As a certified dog trainer, who happens to own a "Red Zone" dog, I have done a lot of work with her. I also handle a lot of dogs, from training Working Dogs, to ones coming out of High Kill Shelters.

I am glad you posted the stats of people who died from bite related injuries. Too often, certain sites that pose as a dot org info sites, are too often fronts for suit happy lawyers.

We cannot get the actual stats for healthy companion animals killed by shelters, per annum. Millions of healthy dogs and cats are put to death, and yet, we keep breeding and buying, through less than reputable breeders.

Stats also show that 10,000 dogs are shot by the police, each year. This is now being addressed, as too often, these were domestic pets that were killed, simply because a SWAT/Martial State type of approach was the only training an officer had before bringing a warrant to a house.

Breed Specific Legislation (BSL) has identified Pit Bull type dogs as the main issue. In fact, if you look at a decade long study, done by the National Canine Research Council, the breed of the dog has nothing to do with bites.

As a trainer and owner of a non-Pit, mixed breed and dangerous dog, I would absolutely concur that the behaviour of the person, be it the handler, or the (potential) victim; has absolutely something to do with it.
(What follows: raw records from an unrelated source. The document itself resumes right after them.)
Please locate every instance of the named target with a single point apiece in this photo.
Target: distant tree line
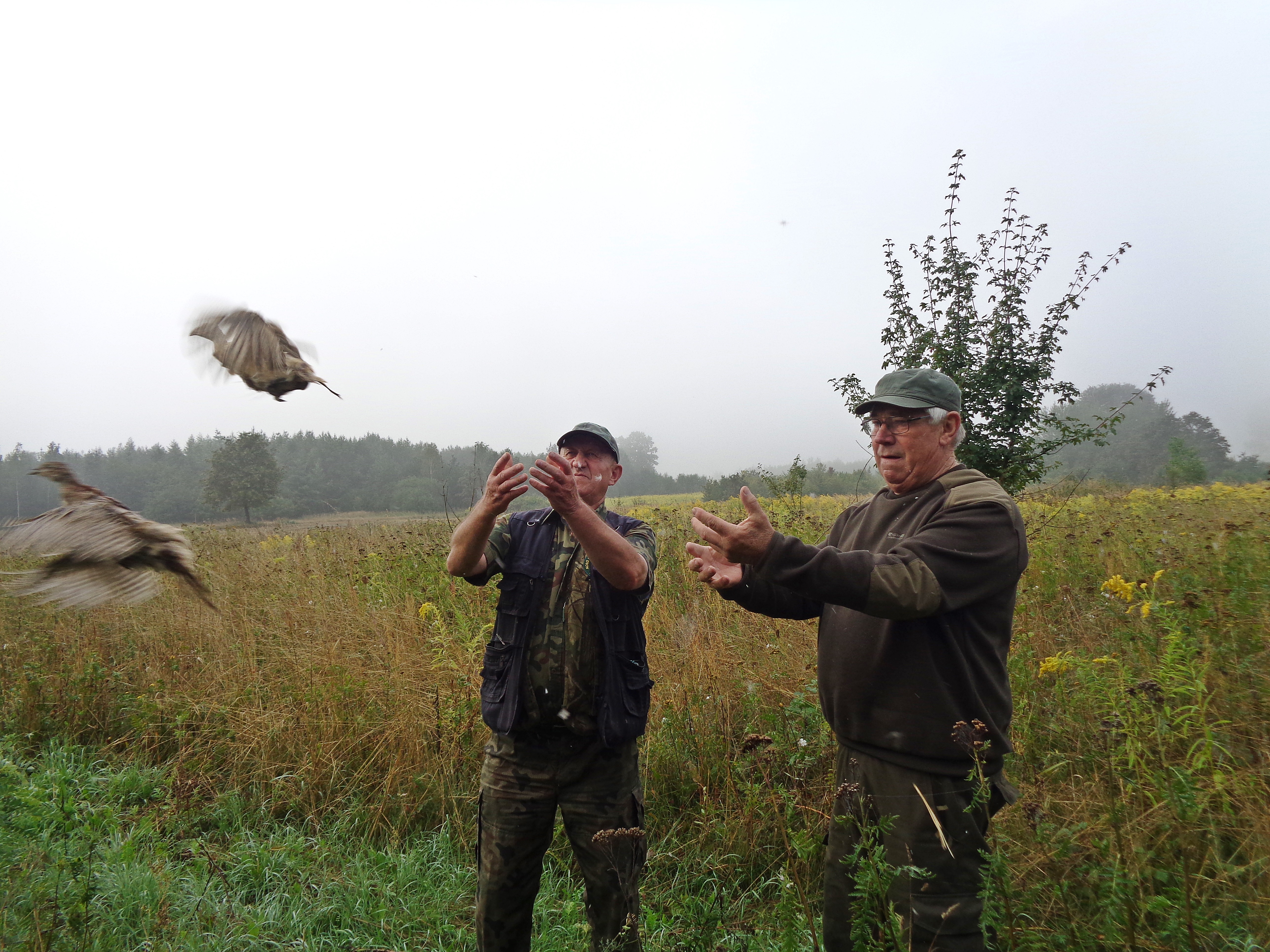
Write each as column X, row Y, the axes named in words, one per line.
column 327, row 474
column 816, row 480
column 319, row 474
column 1152, row 446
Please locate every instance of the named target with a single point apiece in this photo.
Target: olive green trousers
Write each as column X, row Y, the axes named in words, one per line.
column 525, row 779
column 940, row 912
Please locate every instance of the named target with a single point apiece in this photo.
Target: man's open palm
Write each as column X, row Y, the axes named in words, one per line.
column 713, row 569
column 505, row 484
column 743, row 544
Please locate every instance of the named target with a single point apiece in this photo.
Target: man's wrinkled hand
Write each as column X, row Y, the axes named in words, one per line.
column 743, row 544
column 713, row 569
column 505, row 484
column 554, row 479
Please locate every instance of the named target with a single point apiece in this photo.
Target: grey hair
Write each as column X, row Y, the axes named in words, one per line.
column 938, row 416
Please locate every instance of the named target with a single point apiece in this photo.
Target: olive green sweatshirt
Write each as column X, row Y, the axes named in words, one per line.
column 916, row 600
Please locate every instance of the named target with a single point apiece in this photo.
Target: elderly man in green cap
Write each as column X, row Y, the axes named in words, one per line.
column 564, row 688
column 915, row 592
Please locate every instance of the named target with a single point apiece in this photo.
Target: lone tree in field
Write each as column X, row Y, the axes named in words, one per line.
column 244, row 474
column 1003, row 360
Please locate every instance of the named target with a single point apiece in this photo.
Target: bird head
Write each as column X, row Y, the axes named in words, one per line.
column 55, row 471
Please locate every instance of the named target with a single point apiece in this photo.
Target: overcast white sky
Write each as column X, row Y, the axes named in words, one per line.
column 496, row 220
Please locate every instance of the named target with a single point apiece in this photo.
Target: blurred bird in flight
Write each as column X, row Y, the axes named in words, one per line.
column 258, row 351
column 105, row 551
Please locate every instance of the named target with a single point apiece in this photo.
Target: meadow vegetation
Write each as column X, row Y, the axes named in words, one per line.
column 301, row 768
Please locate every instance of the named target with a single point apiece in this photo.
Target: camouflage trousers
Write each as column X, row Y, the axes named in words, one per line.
column 524, row 780
column 940, row 913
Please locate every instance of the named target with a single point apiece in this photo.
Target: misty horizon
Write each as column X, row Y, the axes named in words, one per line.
column 496, row 220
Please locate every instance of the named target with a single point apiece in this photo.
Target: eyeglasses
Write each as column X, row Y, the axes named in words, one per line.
column 899, row 426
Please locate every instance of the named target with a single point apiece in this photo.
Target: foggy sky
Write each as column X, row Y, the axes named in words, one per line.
column 497, row 220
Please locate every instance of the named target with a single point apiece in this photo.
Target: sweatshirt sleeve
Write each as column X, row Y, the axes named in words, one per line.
column 961, row 557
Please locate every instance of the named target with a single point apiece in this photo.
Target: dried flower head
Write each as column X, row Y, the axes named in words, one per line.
column 846, row 790
column 1147, row 690
column 972, row 738
column 1113, row 725
column 614, row 838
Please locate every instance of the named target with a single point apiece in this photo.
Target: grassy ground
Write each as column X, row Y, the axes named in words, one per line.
column 335, row 704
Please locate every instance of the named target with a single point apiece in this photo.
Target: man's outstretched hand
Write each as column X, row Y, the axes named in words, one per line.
column 743, row 544
column 713, row 569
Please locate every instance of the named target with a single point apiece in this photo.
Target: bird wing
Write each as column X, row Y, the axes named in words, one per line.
column 97, row 530
column 246, row 343
column 87, row 586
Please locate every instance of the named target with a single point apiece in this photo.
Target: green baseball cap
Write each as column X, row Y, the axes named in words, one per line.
column 592, row 429
column 915, row 389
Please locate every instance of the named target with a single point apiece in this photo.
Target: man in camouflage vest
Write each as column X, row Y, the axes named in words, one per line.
column 566, row 688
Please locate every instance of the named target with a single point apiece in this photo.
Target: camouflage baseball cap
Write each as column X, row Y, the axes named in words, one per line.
column 594, row 429
column 915, row 389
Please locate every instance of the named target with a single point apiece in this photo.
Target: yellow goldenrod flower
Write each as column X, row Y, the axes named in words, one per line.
column 1056, row 664
column 1118, row 587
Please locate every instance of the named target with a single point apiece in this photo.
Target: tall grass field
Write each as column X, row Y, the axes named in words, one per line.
column 300, row 771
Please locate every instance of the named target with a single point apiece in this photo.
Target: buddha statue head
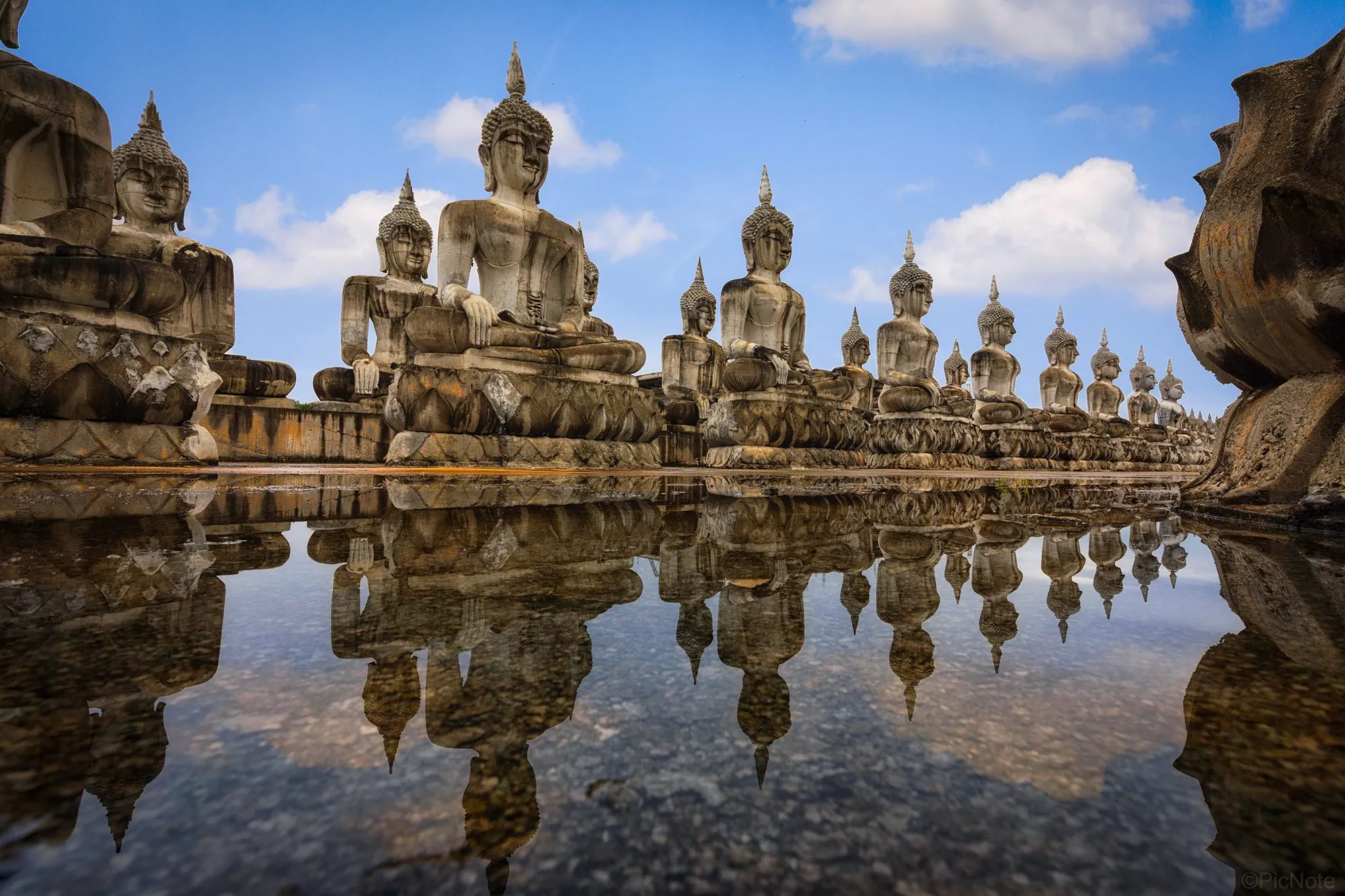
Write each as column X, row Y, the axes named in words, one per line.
column 911, row 288
column 956, row 370
column 699, row 306
column 1171, row 386
column 10, row 14
column 590, row 278
column 767, row 233
column 996, row 322
column 1062, row 346
column 406, row 239
column 855, row 345
column 1106, row 362
column 516, row 139
column 153, row 186
column 1143, row 376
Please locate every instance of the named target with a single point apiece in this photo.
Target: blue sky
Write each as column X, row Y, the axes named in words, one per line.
column 1047, row 142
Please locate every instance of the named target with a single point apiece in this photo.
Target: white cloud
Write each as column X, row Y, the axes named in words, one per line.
column 317, row 253
column 864, row 287
column 622, row 236
column 1052, row 33
column 455, row 131
column 1128, row 119
column 1258, row 14
column 1054, row 235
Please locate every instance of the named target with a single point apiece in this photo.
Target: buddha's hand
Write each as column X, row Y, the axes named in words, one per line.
column 367, row 376
column 481, row 318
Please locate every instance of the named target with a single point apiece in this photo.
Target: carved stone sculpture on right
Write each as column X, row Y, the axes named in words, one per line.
column 1262, row 292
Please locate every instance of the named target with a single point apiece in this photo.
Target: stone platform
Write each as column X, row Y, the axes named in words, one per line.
column 521, row 452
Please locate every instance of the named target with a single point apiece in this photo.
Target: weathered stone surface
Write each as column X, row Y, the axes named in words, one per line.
column 1260, row 291
column 89, row 442
column 457, row 450
column 782, row 419
column 547, row 403
column 251, row 432
column 770, row 458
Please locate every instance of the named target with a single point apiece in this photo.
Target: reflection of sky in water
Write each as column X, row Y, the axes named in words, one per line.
column 1054, row 775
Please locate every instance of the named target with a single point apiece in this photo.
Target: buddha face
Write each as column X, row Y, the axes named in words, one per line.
column 859, row 354
column 151, row 196
column 773, row 249
column 407, row 253
column 518, row 161
column 1001, row 334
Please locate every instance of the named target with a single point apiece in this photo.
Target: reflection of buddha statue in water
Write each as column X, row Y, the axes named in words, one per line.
column 404, row 243
column 855, row 356
column 763, row 318
column 907, row 348
column 956, row 397
column 693, row 364
column 1105, row 396
column 761, row 628
column 909, row 596
column 993, row 369
column 531, row 264
column 1061, row 385
column 995, row 576
column 1105, row 549
column 1062, row 560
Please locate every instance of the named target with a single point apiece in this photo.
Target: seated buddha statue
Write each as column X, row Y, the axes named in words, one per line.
column 1061, row 385
column 1141, row 405
column 1105, row 396
column 954, row 396
column 693, row 364
column 763, row 318
column 404, row 243
column 531, row 264
column 1171, row 413
column 993, row 369
column 60, row 197
column 907, row 348
column 590, row 323
column 855, row 356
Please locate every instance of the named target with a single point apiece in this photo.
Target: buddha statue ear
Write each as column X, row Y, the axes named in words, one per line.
column 383, row 255
column 484, row 153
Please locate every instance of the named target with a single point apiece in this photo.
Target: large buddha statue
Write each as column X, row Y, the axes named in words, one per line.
column 531, row 264
column 993, row 369
column 763, row 318
column 1105, row 396
column 100, row 361
column 855, row 356
column 693, row 364
column 404, row 243
column 1141, row 405
column 907, row 348
column 954, row 393
column 1061, row 385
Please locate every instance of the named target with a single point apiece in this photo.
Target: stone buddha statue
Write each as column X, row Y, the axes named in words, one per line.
column 591, row 323
column 1061, row 385
column 855, row 354
column 60, row 197
column 531, row 264
column 1105, row 396
column 763, row 318
column 907, row 348
column 954, row 395
column 1171, row 413
column 693, row 364
column 404, row 243
column 1141, row 405
column 993, row 369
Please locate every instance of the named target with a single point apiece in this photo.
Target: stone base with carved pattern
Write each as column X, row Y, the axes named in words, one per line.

I am acutely aware how much better my dog is, when I am in tune with myself. I think that's why a lot of trainers look like stars in classes: They are emotionally separated from a client's dog, so more in balance, than the owner/handler is.

There are some dogs, however, that are beyond the help of us. They are very few and far between, just as people respecting the needs of a non "Lassie" dog.

Between nefarious breeders (I want to make clear that I am not Anti Breeders; but the sort I refer to are those who do so en masse and not the ones who have Sire and Dam on site, and usually charge over $1,000 to a fully vetted family, with full disclosure, etc), lack of spay/neuter education, people thinking puppies are a cute Christmas gift and not understanding the serious work, commitment and difficulty that it takes to raise a successful dog, PARTICULARLY when coming from a pet shop, or someone who has "papers"; combined with the time we spend on devices and not paying attention, immediate gratification, and one famous TV Trainer...well, the whole thing with our relationships with dogs is a hot mess!

I'm working with a client, who took in a Plott/Lab mix. He was mouthing/biting the crap out of her. (She shouldn't have a dog, but...). He responded well to my training, which is reward based, which includes positive rewards and negative punishments (removal of what a dog desires, such as yourself, a treat, etc.,). She bought a case of water spray guns. Noted how well he did when I was around....Didn't do the work.

A year later, she sent him to a "Boot Camp". I came over. She was ignoring this trainer, also. He is not improving. He is dangerous and will become more so. I have to consider how to get him out of there, or how to motivate her to do the work, every, bloody, day, even, if, you, are, tired. Or he will end up in a kill shelter and be murdered.

Not by them, per se. By her lack of fully understanding what it takes to raise a dog. Sometimes we are blessed by easy and biddable dogs. Often, they are as dangerous and screwed up as humans are. Thank you for writing about those on "The Other End of The Leash".

I did cite my sources for numbers, but they are not allowed. So, anyone reading this will have to trust that I did not make them up.